Looking at the actual sales data from the traditional Chinese medicine industry in 2015, the outlook for proprietary Chinese medicines is not optimistic. According to data from the Southern Institute of Pharmaceutical Economics under the SFDA, in 2015, China’s pharmaceutical industry achieved a sales volume of 1,359.1 billion yuan, with a growth rate of 9.1%. The sales volume of the proprietary Chinese medicine sector was 345.7 billion yuan, with a growth rate of 5.6%.

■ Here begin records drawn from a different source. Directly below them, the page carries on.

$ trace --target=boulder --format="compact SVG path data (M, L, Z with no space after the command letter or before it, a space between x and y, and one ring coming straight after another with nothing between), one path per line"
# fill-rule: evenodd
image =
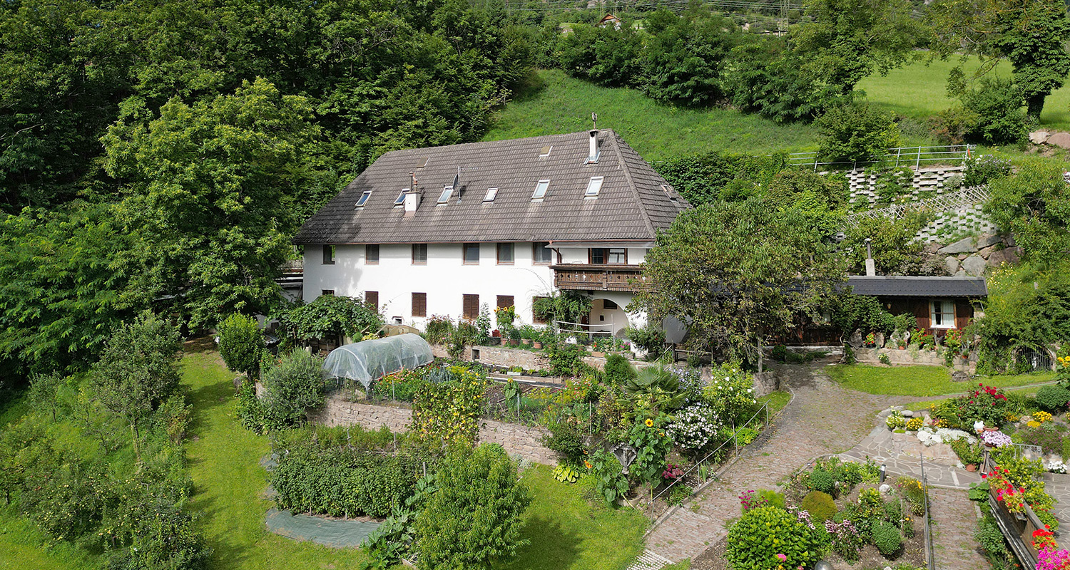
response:
M1018 263L1021 257L1022 257L1022 248L1018 246L1007 247L998 251L993 251L992 255L989 256L988 264L993 267L998 267L1004 262Z
M951 245L944 246L944 247L939 248L939 252L944 253L944 255L948 255L948 253L973 253L974 251L977 251L977 246L974 245L974 237L973 236L970 236L970 237L963 237L962 240L959 240L958 242L956 242L956 243L953 243Z
M947 273L954 275L954 272L959 271L959 258L947 258L944 260L944 264L947 266Z
M981 234L980 236L977 237L977 241L975 242L978 249L983 249L985 247L991 247L1002 243L1003 243L1003 237L999 237L994 233Z
M1051 134L1046 130L1034 130L1033 133L1029 133L1029 142L1034 144L1043 144L1048 142L1048 137L1050 136Z
M988 266L988 262L985 262L984 258L980 256L969 256L962 262L962 268L966 272L966 275L972 275L974 277L980 277L984 273L984 268Z
M1070 149L1070 133L1056 133L1048 137L1046 142L1060 149Z

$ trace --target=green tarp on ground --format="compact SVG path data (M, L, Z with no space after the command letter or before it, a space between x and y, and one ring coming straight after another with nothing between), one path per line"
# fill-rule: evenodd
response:
M272 533L294 540L310 540L333 549L360 546L379 524L292 514L290 511L278 509L268 511L268 529Z

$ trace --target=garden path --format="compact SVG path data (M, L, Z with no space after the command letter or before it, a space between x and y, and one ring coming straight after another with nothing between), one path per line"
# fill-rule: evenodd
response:
M771 489L819 456L851 449L873 429L876 412L904 401L843 388L821 365L786 367L782 387L795 396L770 432L747 446L739 459L646 537L647 548L671 560L694 558L728 535L739 517L739 493Z

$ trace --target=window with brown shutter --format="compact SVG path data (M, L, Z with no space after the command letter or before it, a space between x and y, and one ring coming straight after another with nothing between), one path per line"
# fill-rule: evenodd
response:
M461 317L468 321L475 321L479 318L479 295L464 295Z
M427 317L427 293L412 294L412 315Z

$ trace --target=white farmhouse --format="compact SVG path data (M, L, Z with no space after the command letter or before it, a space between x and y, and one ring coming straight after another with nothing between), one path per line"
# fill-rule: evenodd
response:
M629 324L639 264L690 205L612 130L395 151L301 228L305 302L364 297L387 322L475 319L591 295L593 332ZM632 325L641 315L631 315Z

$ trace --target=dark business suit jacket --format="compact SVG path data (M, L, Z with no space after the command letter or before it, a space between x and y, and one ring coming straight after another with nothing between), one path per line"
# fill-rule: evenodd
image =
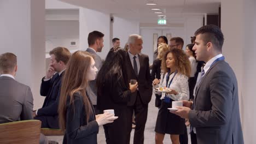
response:
M243 143L236 77L224 61L214 64L202 78L194 109L189 119L197 143Z
M0 77L0 123L33 119L30 88L8 76Z
M77 92L73 96L74 100L73 105L69 104L69 97L67 100L66 131L63 143L96 144L98 125L95 120L94 107L91 105L93 112L90 115L89 122L87 123L86 116L89 114L86 113L84 110L82 95Z
M148 56L143 54L138 53L139 60L139 71L138 75L136 76L134 71L129 52L126 52L126 67L127 68L127 77L130 81L131 79L136 79L138 82L138 88L142 102L144 104L148 104L150 101L152 97L152 80L149 72L149 63ZM131 98L128 101L127 105L133 105L136 100L137 93L131 94Z
M42 108L38 109L37 117L44 116L50 128L59 128L58 105L61 88L61 79L65 71L58 76L56 73L48 81L42 79L40 94L46 96Z

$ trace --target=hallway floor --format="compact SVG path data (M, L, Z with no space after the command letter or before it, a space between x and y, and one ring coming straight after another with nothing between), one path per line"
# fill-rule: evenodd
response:
M148 119L146 125L144 137L145 139L144 143L145 144L154 144L155 143L155 125L156 121L156 117L158 112L158 109L155 107L155 95L152 96L152 99L149 104ZM187 127L188 130L189 130L189 127ZM131 139L130 143L132 143L133 140L134 129L131 133ZM189 144L191 144L190 135L189 136ZM62 143L63 136L48 136L49 140L54 140L57 141L59 144ZM103 127L100 128L100 131L98 134L98 143L103 144L106 143L105 142L105 135L104 133L104 129ZM166 135L164 140L164 143L171 143L170 135Z

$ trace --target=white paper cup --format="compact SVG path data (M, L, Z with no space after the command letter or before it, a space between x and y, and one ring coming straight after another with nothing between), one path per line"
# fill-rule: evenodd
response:
M183 106L183 102L179 101L173 101L172 102L172 107L177 109L177 106Z
M130 81L130 83L131 83L131 85L135 85L136 83L137 80L135 79L131 79Z
M114 110L106 110L103 111L103 112L104 113L108 112L108 113L110 113L114 114L114 115L115 115L115 112L114 112Z

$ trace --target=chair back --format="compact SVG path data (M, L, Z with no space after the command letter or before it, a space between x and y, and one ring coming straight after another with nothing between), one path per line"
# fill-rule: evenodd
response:
M41 121L39 120L0 124L0 143L38 144L40 128Z

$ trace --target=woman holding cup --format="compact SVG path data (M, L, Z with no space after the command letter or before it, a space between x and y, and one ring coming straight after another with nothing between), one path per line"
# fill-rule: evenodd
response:
M97 108L102 112L114 110L118 117L113 123L103 125L107 143L127 142L127 103L138 84L128 82L125 53L120 47L111 49L97 75Z
M97 143L99 125L117 118L108 113L95 116L86 88L95 79L97 68L92 56L77 51L69 59L62 79L59 105L59 124L65 131L63 143Z
M155 79L154 87L159 85L168 88L168 92L161 94L162 103L158 112L155 126L155 142L162 143L165 134L170 135L172 143L179 143L179 135L183 134L184 119L169 112L173 101L188 100L189 91L188 80L190 74L190 65L188 57L182 50L172 49L162 59L161 69L164 73L161 80Z

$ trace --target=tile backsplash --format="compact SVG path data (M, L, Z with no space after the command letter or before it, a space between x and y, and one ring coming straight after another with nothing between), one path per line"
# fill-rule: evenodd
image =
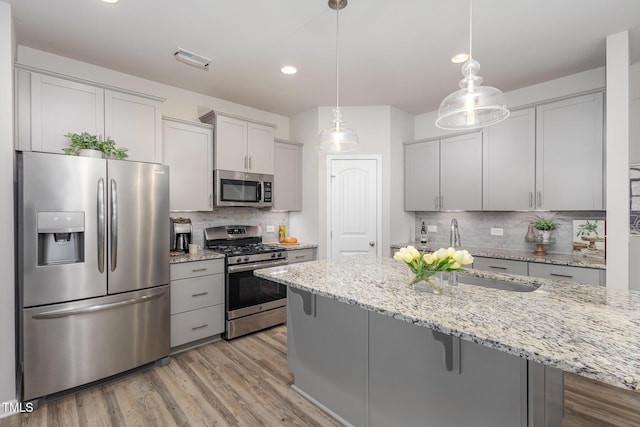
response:
M289 227L289 212L273 212L256 208L214 208L212 212L171 212L171 217L191 218L193 243L204 246L204 229L220 225L258 225L264 242L278 240L278 226ZM267 226L274 226L267 232ZM168 226L168 225L167 225Z
M565 211L565 212L416 212L415 236L420 238L422 221L427 225L437 226L437 232L429 233L429 242L437 246L449 246L449 230L451 219L458 220L458 230L462 247L480 247L509 250L534 250L535 244L525 242L529 222L534 215L553 217L559 227L553 231L555 243L545 245L551 253L573 253L573 220L604 220L604 211ZM492 228L501 228L502 236L492 236Z

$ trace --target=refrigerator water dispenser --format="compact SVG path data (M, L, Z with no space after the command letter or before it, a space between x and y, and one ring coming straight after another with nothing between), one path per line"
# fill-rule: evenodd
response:
M84 262L84 212L38 212L38 265Z

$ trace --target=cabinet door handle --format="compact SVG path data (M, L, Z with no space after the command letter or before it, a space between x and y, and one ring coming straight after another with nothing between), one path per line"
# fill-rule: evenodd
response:
M195 294L191 294L191 296L192 297L201 297L201 296L207 295L208 293L209 292L198 292L198 293L195 293Z
M202 329L202 328L206 328L207 326L209 326L208 323L203 323L202 325L198 325L198 326L194 326L191 328L192 331L195 331L196 329Z
M560 273L549 273L549 276L555 276L555 277L564 277L565 279L572 279L573 276L570 274L560 274Z

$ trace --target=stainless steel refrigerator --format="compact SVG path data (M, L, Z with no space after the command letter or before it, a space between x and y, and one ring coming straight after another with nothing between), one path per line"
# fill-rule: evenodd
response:
M39 399L169 354L169 169L17 154L18 383Z

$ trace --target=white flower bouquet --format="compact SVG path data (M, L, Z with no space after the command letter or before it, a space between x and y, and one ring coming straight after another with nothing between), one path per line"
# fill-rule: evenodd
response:
M436 292L440 292L441 289L431 280L433 275L439 272L465 271L462 266L473 263L473 257L469 252L457 251L454 248L440 248L432 253L425 253L413 246L407 246L400 248L393 255L393 259L404 261L415 275L409 286L424 280Z

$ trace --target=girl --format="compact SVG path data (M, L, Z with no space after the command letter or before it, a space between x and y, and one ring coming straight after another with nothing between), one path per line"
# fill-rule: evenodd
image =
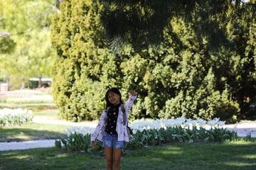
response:
M97 138L103 142L107 170L113 169L113 164L114 170L120 169L122 149L124 148L124 142L129 142L127 131L128 112L137 98L137 93L131 90L127 91L127 92L131 94L131 96L124 104L127 116L125 125L123 123L123 113L120 107L121 104L123 103L122 95L119 91L114 87L109 89L106 93L106 110L101 115L100 122L91 135L92 149L96 147L95 139L98 135Z

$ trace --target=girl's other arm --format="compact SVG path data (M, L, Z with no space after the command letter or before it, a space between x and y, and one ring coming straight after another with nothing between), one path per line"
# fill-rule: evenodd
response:
M102 130L105 121L107 120L107 113L104 110L103 113L100 116L99 123L97 124L95 131L91 135L91 141L95 141L97 135L99 135L100 130Z
M124 109L125 110L129 110L132 108L133 102L135 101L137 98L137 93L134 91L129 90L128 93L131 94L131 96L124 103Z

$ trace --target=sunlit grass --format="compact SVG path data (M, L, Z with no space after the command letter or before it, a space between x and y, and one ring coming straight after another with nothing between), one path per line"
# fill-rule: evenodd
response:
M65 137L63 130L70 125L30 123L0 128L0 142L26 141L33 140Z

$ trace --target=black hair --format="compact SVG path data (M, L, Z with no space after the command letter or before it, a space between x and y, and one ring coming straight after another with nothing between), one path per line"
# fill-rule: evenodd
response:
M119 98L119 101L120 101L120 103L123 103L122 101L122 94L120 93L120 91L115 87L112 87L110 89L108 89L107 91L107 93L106 93L106 96L105 96L105 100L106 100L106 108L110 107L110 106L114 106L114 105L112 103L110 103L110 101L109 101L108 99L108 94L112 91L113 93L115 93L116 94L119 95L120 96Z

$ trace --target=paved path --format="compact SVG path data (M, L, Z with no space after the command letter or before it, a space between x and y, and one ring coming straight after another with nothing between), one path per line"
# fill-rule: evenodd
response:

Lei Jufang introduced that recently, Ningbo’s volume-based procurement has been specifically targeted at traditional Chinese medicine (TCM) products, with certain TCM formulations being eliminated. The specific approach involves further reducing prices by 15% on top of the original lowest winning bid price in Zhejiang Province—this initial bid price was already 10% lower than in other provinces nationwide—thus establishing a new entry threshold. Among the 742 exclusively innovative products participating, 153 saw price reductions of more than 15%, resulting in an inclusion rate of 21%. Additionally, 589 newly launched exclusive products opted out of the Ningbo market due to the 15% price cap—including products from Yunnan Baiyao, Buchang Pharmaceutical, Beijing Yiling Pharmaceutical Co., Ltd., Chengdu Kanghong Pharmaceutical Co., Ltd., Shijiazhuang Yiling Pharmaceutical Co., Ltd., and Tasly Pharmaceutical Group Co., Ltd.
Lei Jufang pointed out that in some regions, the policy of prioritizing only the lowest price has neglected product brands, quality, and efficacy—conditions that are extremely detrimental to the development of traditional Chinese medicine and run counter to the State Council’s policy of vigorously supporting the development of TCM. Lei Jufang advocates for a return to the principle of “high quality, fair price” in drug bidding.